Generally, trade dress is functional if it is "essential to the use or purpose of the article or if it affects the cost or quality of the article." TMEP 1202.02(a)
; Qualitex Co. v. Jacobson Prods. Co.
, 514 U.S. 159, 165 (1995) (quoting Inwood Labs., Inc. v. Ives Labs., Inc.
, 456 U.S. 844, 850, n.10 (1982)). In considering whether trade dress is functional, the following factors are considered:
- the existence of a utility patent that discloses the utilitarian advantages of the design sought to be registered;
- advertising by the applicant that touts the utilitarian advantages of the design;
- facts pertaining to the availability of alternative designs; and
- facts pertaining to whether the design results from a comparatively simple or inexpensive method of manufacture.
If the trade dress is not functional, it must be inherently distinctive or have acquired distinctiveness in the marketplace.

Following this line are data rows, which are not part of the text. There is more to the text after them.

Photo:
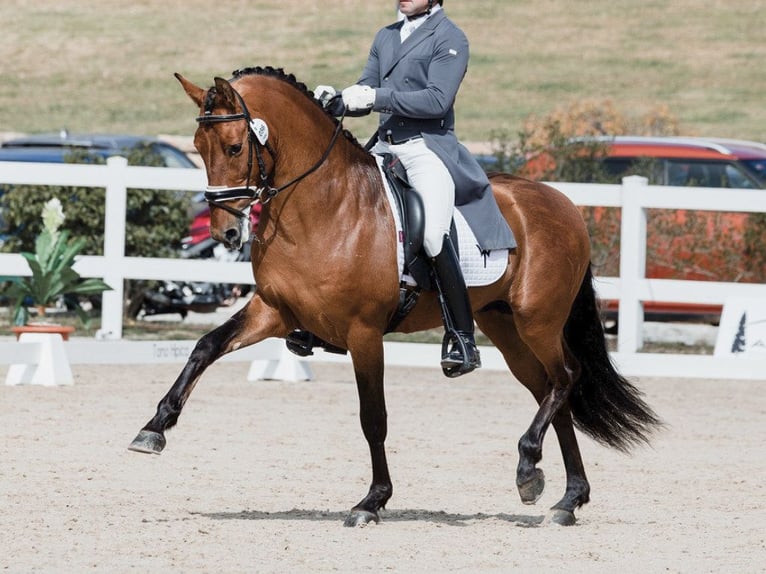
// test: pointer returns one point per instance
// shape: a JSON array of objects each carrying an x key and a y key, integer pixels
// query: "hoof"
[
  {"x": 531, "y": 490},
  {"x": 149, "y": 442},
  {"x": 560, "y": 517},
  {"x": 360, "y": 518}
]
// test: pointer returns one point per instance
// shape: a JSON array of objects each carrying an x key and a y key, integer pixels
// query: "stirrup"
[{"x": 462, "y": 357}]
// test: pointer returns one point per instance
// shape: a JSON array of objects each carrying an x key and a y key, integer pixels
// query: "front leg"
[
  {"x": 251, "y": 324},
  {"x": 368, "y": 367}
]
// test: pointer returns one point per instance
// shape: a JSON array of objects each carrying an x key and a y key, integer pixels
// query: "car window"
[
  {"x": 756, "y": 167},
  {"x": 736, "y": 177}
]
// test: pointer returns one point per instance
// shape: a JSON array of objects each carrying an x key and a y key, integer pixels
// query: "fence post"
[
  {"x": 115, "y": 214},
  {"x": 630, "y": 317}
]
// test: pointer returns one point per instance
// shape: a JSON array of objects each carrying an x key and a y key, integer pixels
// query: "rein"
[{"x": 257, "y": 138}]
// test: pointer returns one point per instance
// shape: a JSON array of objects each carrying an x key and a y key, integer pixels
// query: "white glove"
[
  {"x": 324, "y": 93},
  {"x": 358, "y": 97}
]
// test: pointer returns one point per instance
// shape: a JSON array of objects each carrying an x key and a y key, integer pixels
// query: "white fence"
[{"x": 632, "y": 288}]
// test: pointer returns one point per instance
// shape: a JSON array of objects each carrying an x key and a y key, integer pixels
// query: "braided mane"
[{"x": 283, "y": 76}]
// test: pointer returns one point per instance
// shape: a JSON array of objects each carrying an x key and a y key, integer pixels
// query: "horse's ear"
[
  {"x": 196, "y": 93},
  {"x": 223, "y": 88}
]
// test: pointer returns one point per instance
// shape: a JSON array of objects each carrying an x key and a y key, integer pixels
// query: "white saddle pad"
[{"x": 479, "y": 268}]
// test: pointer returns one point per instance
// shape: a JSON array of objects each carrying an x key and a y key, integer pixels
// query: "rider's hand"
[
  {"x": 358, "y": 97},
  {"x": 324, "y": 93}
]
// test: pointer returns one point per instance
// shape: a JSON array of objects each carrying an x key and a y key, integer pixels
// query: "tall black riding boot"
[{"x": 462, "y": 356}]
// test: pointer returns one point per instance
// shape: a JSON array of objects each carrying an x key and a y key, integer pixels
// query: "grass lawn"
[{"x": 108, "y": 66}]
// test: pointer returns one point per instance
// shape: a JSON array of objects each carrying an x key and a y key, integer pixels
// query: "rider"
[{"x": 412, "y": 76}]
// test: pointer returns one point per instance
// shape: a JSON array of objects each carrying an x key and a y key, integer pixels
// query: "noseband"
[{"x": 257, "y": 139}]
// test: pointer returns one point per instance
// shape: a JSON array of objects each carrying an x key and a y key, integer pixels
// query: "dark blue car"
[{"x": 55, "y": 148}]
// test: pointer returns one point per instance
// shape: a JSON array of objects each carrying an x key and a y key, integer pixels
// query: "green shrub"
[{"x": 156, "y": 220}]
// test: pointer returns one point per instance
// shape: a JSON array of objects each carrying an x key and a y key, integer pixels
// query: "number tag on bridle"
[{"x": 260, "y": 130}]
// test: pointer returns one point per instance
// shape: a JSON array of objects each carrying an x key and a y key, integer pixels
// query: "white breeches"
[{"x": 429, "y": 176}]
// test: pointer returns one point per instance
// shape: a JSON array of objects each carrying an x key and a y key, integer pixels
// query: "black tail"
[{"x": 604, "y": 404}]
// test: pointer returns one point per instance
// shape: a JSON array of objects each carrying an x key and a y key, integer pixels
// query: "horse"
[{"x": 324, "y": 260}]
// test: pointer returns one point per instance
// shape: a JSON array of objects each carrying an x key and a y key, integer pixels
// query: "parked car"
[
  {"x": 692, "y": 245},
  {"x": 57, "y": 147},
  {"x": 698, "y": 162}
]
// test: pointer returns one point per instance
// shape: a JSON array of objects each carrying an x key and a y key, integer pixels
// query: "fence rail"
[{"x": 632, "y": 288}]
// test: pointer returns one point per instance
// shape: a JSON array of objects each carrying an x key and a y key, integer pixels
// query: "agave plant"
[{"x": 52, "y": 273}]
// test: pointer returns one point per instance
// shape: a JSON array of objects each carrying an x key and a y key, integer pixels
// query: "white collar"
[{"x": 409, "y": 26}]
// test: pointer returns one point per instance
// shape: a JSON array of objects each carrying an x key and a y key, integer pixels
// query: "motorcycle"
[{"x": 183, "y": 297}]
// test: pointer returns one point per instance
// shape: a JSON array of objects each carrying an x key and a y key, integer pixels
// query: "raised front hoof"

TMEP 1202.02(b)
. In a 2000 Supreme Court case, the Supreme Court stated that trade dress related to product designs (such as this fanny pack), as opposed to trade dress for product packaging, is never inherently distinctive. Wal-Mart Stores, Inc. v Samara Bros.
, 529 U.S. 205, 215 (2000). Proving acquired distinctiveness, at least in the product design context, requires a great deal of evidence that shows the product design identifies not only the goods, but the source of those goods. See TMEP 1212 et seq.
In other words, Alexander Wang will need to convince the Trademark Office that when consumers see the "five-zipper and chain design" on a fanny pack, they recognize that fanny pack as an Alexander Wang fanny pack.
What do you think? Is the five-zipper and chain design essential to the use or purpose of the fanny pack? Does it affect cost or quality? Does Alexander Wang tout the utilitarian advantages of five zippers? Are there other alternatives for designing a fanny pack? If the design is not functional, do you recognize Alexander Wang as the designer when you see this fanny pack because of the zipper and chain design?
We'll see what the Trademark Office thinks in approximately three months when this application is assigned to an examining attorney.